There are numerous concerns about the misuse of AI technologies. In the case of terrorist operations, the major concern is the ease with which terrorists can develop and carry out autonomous attacks. A growing number of my colleagues are actively warning against the risks of developing autonomous weapons (see https://autonomousweapons.org/ ). One of the main problems with AI-enabled weaponry is in the difficulty of controlling the underlying technology: AI is at the forefront of open-source research, and anyone with access to the internet and consumer-grade hardware can develop harmful AI systems. I suspect that the emergence of autonomous weapons is inevitable, and believe that there will soon be a need for new technological solutions to counter such weapons. This can result in a cat-and-mouse cycle that fuels the evolution of AI-enabled weapons, which may give rise to serious existential risks in the long-term.
What can we do to keep AI systems safe from these adversarial agents?
The first and foremost step is education: All AI engineers and practitioners need to learn about the vulnerabilities of AI technologies, and consider the relevant risks in the design and implementation of their systems. As for more technical recommendations, there are various proposals and solution concepts that can be employed. For example, training machine learning agents in adversarial settings can improve their resilience and robustness against evasion and policy manipulation attacks (e.g., see my paper titled “Whatever Does Not Kill Deep Reinforcement Learning, Makes it Stronger“). Another solution is to directly account for the risk of adversarial attacks in the architecture of the agent (e.g., Bayesian approaches to risk modeling). There is however a major gap in this area, and it's the need for universal metrics and methodologies for evaluating the robustness of AI agents against adversarial attacks. Current solutions are mostly ad hoc, and fail to provide general measures of resilience against all types of attacks.
Is there anything else that you would like to share about any of these topics?
In 2014, Scully et al. published a paper at the NeurIPS conference with a very enlightening topic: “Machine Learning: The High-Interest Credit Card of Technical Debt“. Even with all the advancements of the field in the past few years, this statement has yet to lose its validity. Current state of AI and machine learning is nothing short of awe-inspiring, but we are yet to fill a significant number of major gaps in both the foundation and the engineering dimensions of AI. This fact, in my opinion, is the most important takeaway of our conversation. I of course do not mean to discourage the commercial adoption of AI technologies, but only wish to enable the engineering community to account for the risks and limits of current AI technologies in their decisions.

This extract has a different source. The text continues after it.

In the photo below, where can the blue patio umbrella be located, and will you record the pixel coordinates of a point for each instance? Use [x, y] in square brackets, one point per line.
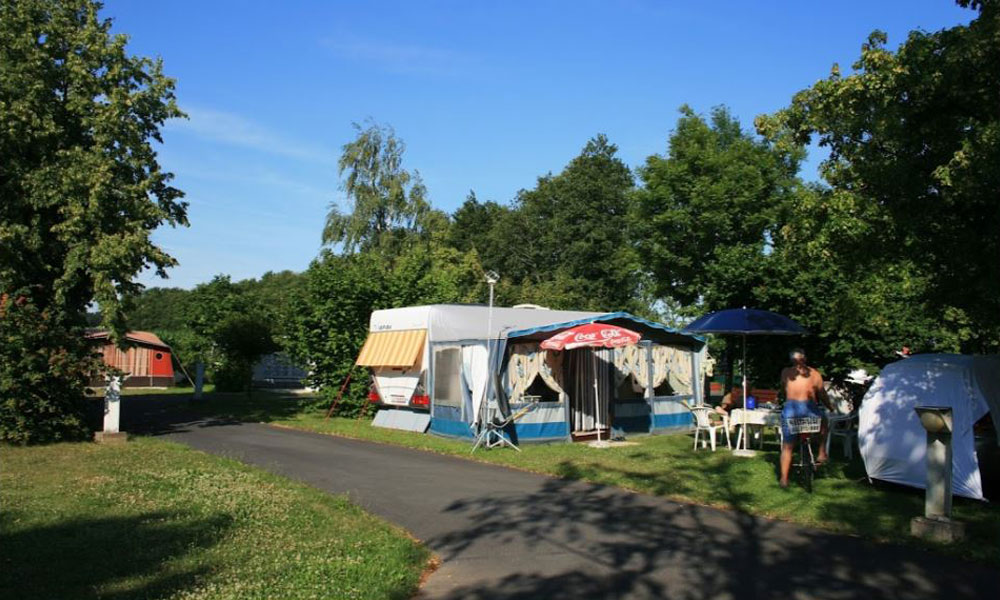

I really enjoyed learning about the safety and security challenges about different types of AI systems. This is trully something that individuals, corporations, and governments need to become aware of. Readers who wish to learn more should visit Secure and Assured Intelligent Learning (SAIL) Lab.
- The Black Box Problem in LLMs: Challenges and Emerging Solutions
- Alex Ratner, CEO & Co-Founder of Snorkel AI – Interview Series
- Circleboom Review: The Best AI-Powered Social Media Tool?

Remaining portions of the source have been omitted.